Catherine Howarth is a financial analyst living in Milton Keynes with her husband, Richard. The couple was surprised when they had their first child, Jonah, and he was completely white. Catherine believed it was due to a rare recessive white gene in her ancestry that suddenly became dominant.
“When Jonah was born, a genetic specialist said he was a one-in-a-million baby. He said it was extraordinary with my African background that I'd had a child with blue eyes and pale skin. He calculated the possibility of it happening again was less than one in a million.”
But it did happen again for Catherine. Her second child, daughter Sophia, was just as white and blue-eyed as her older brother. Catherine recalled the shock experienced by both her and her husband:
“When Sophia was born with white skin and blue eyes I was more than taken back with shock. It seems the odds of it happening twice are millions-to-one. No-one has heard of a black mum having two white babies one after the other.
When I had Jonah he was so white both Richard and I thought the midwife had given us the wrong child. But if anything, having Sophia has been even more of a shock because we were sure it couldn't happen twice.”
The mom-of-two shared the challenges that come with being the black parent to two white babies. She revealed that she often got mistaken as the children’s nanny because people didn’t understand how she ended up with two white kids.

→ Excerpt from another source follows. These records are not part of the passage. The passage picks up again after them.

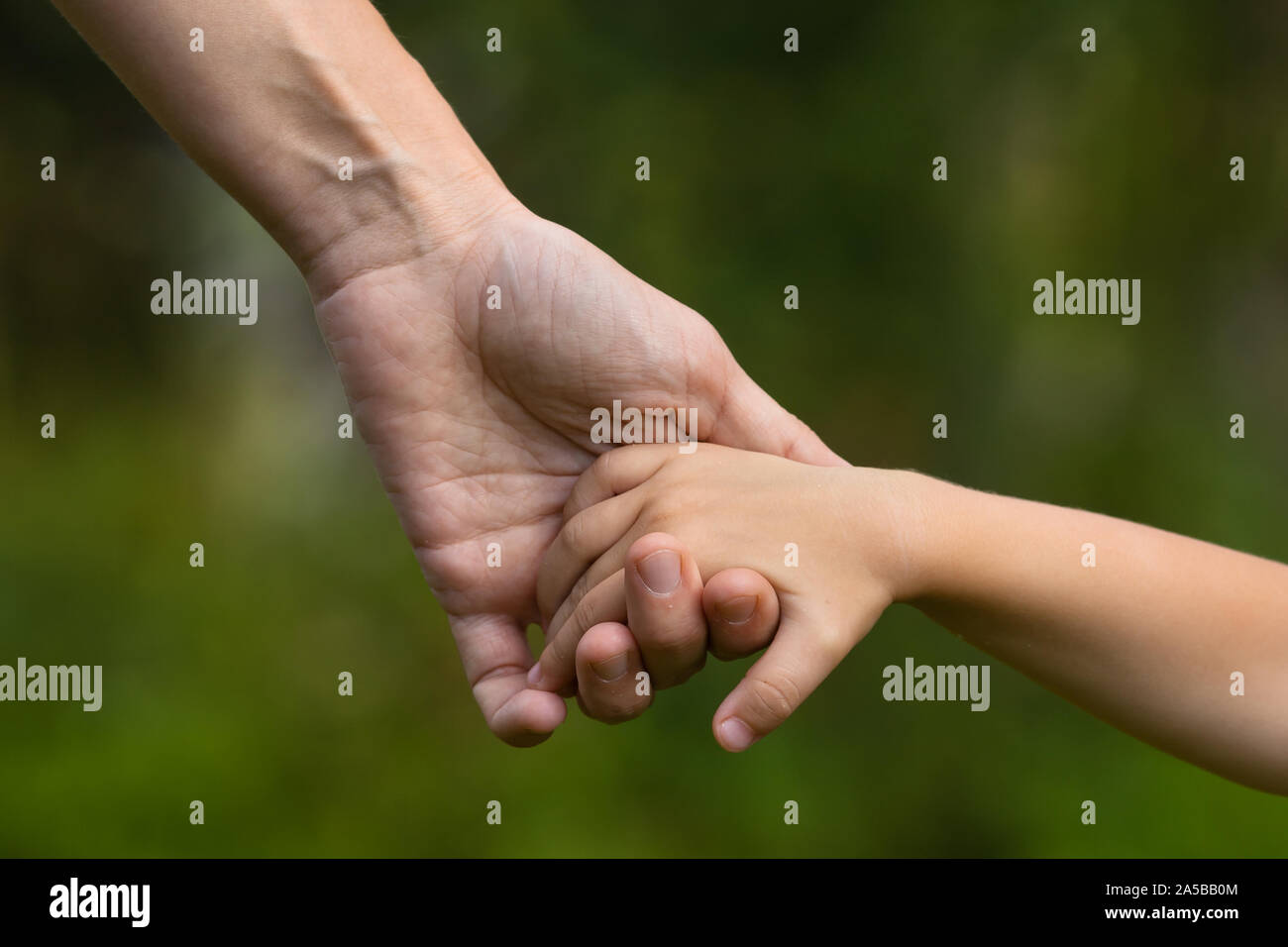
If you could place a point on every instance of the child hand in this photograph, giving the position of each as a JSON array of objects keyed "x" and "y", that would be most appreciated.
[{"x": 829, "y": 540}]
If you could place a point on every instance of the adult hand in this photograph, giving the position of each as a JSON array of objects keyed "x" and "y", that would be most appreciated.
[{"x": 331, "y": 136}]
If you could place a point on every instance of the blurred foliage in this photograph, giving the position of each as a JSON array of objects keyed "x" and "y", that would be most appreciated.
[{"x": 768, "y": 169}]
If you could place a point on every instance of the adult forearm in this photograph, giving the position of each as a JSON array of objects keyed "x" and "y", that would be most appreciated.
[
  {"x": 1140, "y": 626},
  {"x": 282, "y": 91}
]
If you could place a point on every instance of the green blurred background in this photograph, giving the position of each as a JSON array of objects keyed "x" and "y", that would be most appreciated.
[{"x": 767, "y": 169}]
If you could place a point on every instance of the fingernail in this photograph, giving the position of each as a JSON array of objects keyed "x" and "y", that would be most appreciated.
[
  {"x": 735, "y": 609},
  {"x": 660, "y": 571},
  {"x": 735, "y": 735},
  {"x": 610, "y": 668}
]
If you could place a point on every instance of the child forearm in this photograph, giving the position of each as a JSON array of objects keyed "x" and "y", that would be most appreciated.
[{"x": 1149, "y": 630}]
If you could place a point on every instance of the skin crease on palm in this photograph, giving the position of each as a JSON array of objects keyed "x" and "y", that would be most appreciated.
[{"x": 480, "y": 419}]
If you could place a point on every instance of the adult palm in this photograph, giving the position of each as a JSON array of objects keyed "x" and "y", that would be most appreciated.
[{"x": 478, "y": 418}]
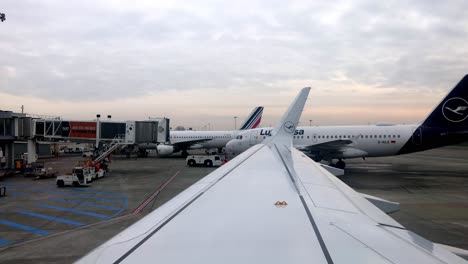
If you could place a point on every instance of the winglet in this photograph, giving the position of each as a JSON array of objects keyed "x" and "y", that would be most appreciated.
[{"x": 285, "y": 128}]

Despite the attention that comes with being considered a rarity, Richard has said it matters little what color their children are. According to him:
“While it is interesting how the genes have aligned themselves, it doesn't matter to us what color our children's skin is. We just feel incredibly lucky to have a beautiful son and daughter. Having healthy and happy kids is all that matters.”
Colleen Lynch, a Molecular Geneticist, in an attempt to explain the phenomenon, said:
“While you might imagine this couple would have babies who are a mixture of both their skin tones, there are so many genes involved that it is a million-to-one chance they have had white babies. It is likely there is a white gene somewhere in the woman's remote ancestry and due to an evolutionary throwback - known as atavism - this trait has suddenly reappeared.”